Not enough to stabilize the level of the Dead Sea, but an early solution to curb its drying out, says Frédéric Maurel, in charge of this project for AFD. " There should also be a more economical use of water, both in agriculture and in the potash industry ," he says. In 2015, agreements also provided for reciprocal water sales: Jordan would deliver Israel's drinking water south, which in return would increase its sales of water from the Sea of Galilee to supply Northern Jordan . And the Palestinians would also receive additional water deliveries from Israel. At the end of 2016, five consortia of firms were pre-selected
Remains the question of the financing of this public-private partnership, valued at 1 billion dollars, of which 400 million public funds. Some 120 million donations have already been pledged, notably by the United States and Japan. AFD has set up a European group of donors (France, Italy, Spain, the European Union and the European Investment Bank) willing to lend $ 140 million at advantageous rates to Jordan. " We have never been so close to the goal, it misses the last impulse of the Jordanian and Israeli authorities ", stresses Mr. Maurel.
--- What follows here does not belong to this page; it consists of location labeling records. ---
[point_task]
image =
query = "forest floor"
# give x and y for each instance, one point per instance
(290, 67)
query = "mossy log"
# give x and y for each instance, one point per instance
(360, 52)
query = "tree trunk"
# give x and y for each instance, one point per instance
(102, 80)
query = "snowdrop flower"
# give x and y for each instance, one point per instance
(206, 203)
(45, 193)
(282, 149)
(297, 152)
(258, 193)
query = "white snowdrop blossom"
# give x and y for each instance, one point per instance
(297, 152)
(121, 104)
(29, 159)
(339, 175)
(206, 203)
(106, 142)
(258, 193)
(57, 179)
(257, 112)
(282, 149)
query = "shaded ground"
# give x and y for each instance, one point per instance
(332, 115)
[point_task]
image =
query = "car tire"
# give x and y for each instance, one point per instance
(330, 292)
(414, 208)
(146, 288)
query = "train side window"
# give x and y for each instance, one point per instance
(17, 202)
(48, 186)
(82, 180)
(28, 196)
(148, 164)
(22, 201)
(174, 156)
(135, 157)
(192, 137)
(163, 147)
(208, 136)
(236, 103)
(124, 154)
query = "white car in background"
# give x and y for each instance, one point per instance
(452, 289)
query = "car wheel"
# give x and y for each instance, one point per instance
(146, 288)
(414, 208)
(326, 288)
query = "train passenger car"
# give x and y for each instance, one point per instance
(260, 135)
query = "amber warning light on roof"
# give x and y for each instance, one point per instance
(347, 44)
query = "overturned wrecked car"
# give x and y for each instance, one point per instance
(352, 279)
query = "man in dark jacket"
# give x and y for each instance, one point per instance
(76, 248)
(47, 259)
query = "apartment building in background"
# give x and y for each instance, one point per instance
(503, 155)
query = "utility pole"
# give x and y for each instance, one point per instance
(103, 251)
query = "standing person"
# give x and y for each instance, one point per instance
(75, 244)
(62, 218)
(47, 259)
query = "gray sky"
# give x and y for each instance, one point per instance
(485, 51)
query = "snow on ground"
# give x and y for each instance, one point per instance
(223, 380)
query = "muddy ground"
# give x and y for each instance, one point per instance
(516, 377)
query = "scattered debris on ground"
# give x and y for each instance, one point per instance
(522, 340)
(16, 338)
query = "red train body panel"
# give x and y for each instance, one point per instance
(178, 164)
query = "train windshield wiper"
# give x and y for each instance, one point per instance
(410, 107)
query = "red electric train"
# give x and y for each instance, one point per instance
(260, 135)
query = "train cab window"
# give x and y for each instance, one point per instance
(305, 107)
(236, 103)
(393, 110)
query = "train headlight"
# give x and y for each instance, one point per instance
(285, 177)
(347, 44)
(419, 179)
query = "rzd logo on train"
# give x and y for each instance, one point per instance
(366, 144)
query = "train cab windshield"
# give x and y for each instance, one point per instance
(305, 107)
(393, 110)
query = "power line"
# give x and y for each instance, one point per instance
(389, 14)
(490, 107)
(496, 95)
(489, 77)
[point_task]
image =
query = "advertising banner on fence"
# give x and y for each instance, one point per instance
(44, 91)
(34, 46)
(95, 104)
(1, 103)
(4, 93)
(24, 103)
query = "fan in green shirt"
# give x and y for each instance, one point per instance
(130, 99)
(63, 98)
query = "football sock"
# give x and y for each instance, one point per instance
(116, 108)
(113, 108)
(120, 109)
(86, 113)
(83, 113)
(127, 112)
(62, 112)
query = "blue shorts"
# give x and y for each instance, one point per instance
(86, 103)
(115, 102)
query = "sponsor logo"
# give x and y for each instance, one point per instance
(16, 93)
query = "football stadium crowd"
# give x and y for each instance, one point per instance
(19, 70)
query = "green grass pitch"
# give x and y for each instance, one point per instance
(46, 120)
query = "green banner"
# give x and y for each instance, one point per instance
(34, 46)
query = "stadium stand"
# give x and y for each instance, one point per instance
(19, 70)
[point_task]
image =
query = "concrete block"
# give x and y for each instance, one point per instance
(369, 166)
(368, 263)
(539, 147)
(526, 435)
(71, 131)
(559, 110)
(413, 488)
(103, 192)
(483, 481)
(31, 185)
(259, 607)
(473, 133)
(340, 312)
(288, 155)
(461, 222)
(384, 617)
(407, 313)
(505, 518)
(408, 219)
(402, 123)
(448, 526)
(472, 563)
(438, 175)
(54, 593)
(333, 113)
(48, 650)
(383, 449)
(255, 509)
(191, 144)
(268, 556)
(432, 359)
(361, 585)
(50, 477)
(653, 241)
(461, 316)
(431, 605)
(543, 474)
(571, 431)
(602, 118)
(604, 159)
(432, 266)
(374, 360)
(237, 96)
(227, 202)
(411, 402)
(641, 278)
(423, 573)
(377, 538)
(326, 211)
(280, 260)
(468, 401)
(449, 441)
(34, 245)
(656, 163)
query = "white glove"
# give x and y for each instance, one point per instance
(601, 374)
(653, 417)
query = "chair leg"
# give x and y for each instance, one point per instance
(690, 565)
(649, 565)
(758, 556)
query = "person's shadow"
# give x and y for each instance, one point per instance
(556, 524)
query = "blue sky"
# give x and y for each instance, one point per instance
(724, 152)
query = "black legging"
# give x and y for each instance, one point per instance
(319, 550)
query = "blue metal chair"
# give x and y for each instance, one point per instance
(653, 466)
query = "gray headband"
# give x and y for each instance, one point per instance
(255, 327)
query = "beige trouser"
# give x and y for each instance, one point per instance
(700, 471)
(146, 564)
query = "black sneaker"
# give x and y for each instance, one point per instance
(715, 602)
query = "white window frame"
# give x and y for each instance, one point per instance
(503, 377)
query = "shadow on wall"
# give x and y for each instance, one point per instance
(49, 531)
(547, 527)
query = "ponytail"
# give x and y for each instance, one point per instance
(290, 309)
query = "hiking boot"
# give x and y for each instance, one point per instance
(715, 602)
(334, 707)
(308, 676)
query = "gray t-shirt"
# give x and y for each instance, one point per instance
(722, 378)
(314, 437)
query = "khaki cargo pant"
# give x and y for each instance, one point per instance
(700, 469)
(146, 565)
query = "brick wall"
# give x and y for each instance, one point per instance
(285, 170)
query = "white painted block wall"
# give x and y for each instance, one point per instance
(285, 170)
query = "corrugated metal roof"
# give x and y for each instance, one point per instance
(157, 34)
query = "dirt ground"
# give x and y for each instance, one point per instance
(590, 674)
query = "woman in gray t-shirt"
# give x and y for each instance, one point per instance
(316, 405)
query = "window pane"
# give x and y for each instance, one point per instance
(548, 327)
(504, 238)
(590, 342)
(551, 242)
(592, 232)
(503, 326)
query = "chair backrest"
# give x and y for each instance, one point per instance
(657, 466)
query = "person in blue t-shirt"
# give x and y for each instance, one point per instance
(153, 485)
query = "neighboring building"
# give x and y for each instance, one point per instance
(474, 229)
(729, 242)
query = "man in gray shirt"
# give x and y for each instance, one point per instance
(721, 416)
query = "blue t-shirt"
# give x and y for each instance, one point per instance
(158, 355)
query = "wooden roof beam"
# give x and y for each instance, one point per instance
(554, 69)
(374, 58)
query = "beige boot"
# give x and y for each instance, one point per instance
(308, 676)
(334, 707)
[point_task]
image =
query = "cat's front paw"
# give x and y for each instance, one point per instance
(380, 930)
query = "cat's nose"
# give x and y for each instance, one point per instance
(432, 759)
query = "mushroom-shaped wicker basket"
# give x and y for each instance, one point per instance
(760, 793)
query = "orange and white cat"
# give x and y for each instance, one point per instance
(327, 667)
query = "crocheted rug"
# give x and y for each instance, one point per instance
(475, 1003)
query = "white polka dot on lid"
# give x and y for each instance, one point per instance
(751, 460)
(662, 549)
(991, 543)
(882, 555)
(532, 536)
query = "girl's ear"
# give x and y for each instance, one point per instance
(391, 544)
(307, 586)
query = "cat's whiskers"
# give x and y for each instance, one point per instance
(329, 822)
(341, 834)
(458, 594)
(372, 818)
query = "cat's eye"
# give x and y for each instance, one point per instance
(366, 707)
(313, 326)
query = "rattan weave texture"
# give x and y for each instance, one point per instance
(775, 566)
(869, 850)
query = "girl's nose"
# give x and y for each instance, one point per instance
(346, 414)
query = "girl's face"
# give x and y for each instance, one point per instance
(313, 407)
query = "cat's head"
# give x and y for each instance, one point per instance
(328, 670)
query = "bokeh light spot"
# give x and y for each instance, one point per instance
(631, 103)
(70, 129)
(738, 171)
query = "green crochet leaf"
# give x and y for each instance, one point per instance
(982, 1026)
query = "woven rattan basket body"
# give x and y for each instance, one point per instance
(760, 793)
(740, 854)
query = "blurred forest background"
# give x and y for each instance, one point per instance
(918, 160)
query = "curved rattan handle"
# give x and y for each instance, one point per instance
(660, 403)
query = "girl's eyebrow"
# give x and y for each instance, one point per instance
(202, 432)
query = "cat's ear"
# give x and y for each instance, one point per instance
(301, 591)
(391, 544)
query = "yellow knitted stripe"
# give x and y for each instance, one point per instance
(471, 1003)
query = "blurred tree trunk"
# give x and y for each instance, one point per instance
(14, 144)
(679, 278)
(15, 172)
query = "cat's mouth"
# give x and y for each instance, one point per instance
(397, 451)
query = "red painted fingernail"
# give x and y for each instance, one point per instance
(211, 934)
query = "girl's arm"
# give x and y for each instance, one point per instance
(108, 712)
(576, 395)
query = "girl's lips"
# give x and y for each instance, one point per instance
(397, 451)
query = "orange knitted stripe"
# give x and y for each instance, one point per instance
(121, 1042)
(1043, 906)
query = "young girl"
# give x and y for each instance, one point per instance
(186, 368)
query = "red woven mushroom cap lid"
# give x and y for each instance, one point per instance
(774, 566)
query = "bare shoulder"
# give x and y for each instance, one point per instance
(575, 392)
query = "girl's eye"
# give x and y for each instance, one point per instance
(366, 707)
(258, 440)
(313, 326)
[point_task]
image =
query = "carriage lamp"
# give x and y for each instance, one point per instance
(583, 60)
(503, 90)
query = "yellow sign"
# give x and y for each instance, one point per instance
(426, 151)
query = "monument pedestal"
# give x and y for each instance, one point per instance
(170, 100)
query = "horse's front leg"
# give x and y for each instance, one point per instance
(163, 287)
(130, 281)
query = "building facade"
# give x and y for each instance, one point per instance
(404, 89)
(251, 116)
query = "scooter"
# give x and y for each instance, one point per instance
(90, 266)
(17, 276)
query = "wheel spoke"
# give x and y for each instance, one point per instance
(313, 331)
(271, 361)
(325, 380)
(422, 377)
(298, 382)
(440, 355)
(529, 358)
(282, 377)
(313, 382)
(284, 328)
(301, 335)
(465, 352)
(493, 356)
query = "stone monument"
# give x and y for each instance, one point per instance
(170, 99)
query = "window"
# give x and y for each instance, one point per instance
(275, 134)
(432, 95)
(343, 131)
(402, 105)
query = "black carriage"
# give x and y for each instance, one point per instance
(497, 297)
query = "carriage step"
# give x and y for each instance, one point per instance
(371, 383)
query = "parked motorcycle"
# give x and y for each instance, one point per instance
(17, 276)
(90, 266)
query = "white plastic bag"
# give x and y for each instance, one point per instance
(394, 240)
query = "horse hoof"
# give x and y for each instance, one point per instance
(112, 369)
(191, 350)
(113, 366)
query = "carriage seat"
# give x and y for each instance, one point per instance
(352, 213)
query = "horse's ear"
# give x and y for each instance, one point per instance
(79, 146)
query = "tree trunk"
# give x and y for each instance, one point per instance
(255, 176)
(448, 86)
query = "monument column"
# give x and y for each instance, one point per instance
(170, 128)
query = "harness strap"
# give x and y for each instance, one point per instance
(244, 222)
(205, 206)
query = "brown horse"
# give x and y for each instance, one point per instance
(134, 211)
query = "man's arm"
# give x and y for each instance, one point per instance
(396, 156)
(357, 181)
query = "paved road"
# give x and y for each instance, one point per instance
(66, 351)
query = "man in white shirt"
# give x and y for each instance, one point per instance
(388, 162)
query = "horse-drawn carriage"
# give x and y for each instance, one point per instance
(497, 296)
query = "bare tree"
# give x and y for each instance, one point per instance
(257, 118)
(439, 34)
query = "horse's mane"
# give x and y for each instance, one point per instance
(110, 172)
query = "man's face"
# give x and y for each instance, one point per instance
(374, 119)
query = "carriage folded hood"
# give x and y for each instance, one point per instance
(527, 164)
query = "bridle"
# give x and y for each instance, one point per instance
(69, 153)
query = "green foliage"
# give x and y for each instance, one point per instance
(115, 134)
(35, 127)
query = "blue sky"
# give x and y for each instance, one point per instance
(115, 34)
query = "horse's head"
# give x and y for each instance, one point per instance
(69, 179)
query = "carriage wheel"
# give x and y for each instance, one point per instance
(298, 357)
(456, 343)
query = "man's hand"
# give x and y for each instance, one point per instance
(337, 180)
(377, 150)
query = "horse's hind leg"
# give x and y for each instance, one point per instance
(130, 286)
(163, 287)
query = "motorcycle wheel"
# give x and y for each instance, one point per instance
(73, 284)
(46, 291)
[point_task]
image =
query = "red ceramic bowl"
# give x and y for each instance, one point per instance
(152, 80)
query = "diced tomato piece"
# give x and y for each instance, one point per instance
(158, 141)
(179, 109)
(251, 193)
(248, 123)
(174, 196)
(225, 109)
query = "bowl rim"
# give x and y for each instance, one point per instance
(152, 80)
For a diplomatic source in Amman, " project remains essential for the countries of the region Difficult to bring tourists around a salt pool ". But " it remains subjected to the diplomatic vagaries ". The talks were totally frozen after the death in July of two Jordanians killed by an Israeli security officer at the Israeli embassy in Amman. They would be restarting after Israel apologized in mid-January. " In my opinion, the main obstacle could be financial ," judge Avner Adin. Israel, which is also expected to contribute $ 140 million to the project, has not yet confirmed this commitment. In Amman, we are determined to move forward, with or without Israel. " It's a question of national security ," said the secretary general of the Jordan Water Authority, Iyad Dahiyat. " Our groundwater is overexploited, water desalination is Jordan's future, and for us, the Red Sea-Dead Sea project is essential ".